Last week François Hollande, France's president, said his government had some "information" but not "proof" that the Syrian government had used chlorine gas in recent attacks.

At the behest of western nations, including Britain, the OPCW announced on Tuesday that it is sending a fact-finding mission to probe the recent alleged use of chlorine gas in the Syrian conflict.

The head of the Organisation for the Prohibition of Chemical Weapons, Ahmet Uzumcu, announced "the creation of an OPCW mission to establish facts surrounding allegations of use of chlorine in Syria", a statement said.

Chlorine was not a substance included in the original OPCW weapons deal but its use as a chemical weapon, with the intent to cause harm, is a direct contraction of the Chemical Weapons Convention.

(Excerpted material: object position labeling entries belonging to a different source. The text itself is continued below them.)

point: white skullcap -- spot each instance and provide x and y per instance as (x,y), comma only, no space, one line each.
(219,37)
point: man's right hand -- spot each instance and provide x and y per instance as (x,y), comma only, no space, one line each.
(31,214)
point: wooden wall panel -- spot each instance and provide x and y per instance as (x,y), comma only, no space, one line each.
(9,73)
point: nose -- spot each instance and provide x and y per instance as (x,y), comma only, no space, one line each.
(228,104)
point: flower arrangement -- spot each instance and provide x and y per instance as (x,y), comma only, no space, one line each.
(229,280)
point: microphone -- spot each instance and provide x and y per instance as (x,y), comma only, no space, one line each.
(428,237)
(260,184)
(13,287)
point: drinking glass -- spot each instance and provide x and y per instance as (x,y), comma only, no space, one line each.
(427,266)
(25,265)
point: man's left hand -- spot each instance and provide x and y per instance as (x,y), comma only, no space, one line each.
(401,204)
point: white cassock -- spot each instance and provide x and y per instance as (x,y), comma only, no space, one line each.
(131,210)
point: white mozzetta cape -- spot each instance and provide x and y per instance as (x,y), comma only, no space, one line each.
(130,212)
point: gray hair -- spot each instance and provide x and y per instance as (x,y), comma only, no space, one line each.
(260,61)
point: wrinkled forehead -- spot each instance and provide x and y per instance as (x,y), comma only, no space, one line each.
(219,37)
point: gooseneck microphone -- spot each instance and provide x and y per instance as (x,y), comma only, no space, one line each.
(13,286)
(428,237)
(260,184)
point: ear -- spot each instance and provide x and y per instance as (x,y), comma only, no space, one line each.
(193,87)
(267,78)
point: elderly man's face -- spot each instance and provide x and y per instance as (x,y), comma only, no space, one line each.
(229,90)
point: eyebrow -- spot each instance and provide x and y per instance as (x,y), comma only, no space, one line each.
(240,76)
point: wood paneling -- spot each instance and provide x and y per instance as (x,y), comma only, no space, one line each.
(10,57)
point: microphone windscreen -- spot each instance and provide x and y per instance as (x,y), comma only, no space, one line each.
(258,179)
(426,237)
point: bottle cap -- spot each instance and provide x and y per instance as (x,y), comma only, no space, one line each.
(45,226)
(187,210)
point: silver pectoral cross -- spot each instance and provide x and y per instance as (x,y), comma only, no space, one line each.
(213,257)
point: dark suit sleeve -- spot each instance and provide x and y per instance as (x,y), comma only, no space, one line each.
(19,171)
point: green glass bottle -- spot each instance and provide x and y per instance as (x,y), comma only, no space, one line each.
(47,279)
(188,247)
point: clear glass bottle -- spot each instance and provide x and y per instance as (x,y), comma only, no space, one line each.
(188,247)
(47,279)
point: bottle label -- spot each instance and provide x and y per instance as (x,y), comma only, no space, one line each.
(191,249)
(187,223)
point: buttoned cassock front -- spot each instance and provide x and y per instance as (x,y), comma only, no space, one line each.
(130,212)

The Telegraph understands that some foreign governments have also collected and are testing samples from the attack sites in Idlib. The Telegraph's findings however, are the first independent scientific results to be published on the attacks.

"For the first time there is independent collected and produced evidence that the regime has been using chlorine and ammonia," said Mr de Bretton-Gordon.

FCO spokesman said: "We are deeply concerned by the allegations that chemical weapons, including chlorine, continue to be used in the Syrian conflict. Last week we called for an investigation and we therefore welcome the decision taken by the OPCW to determine the facts. The UK, along with a growing number of states, again raised these concerns in today's OPCW Executive Council meeting. The OPCW mission must provide urgent answers for the Syrian people who have already suffered so much."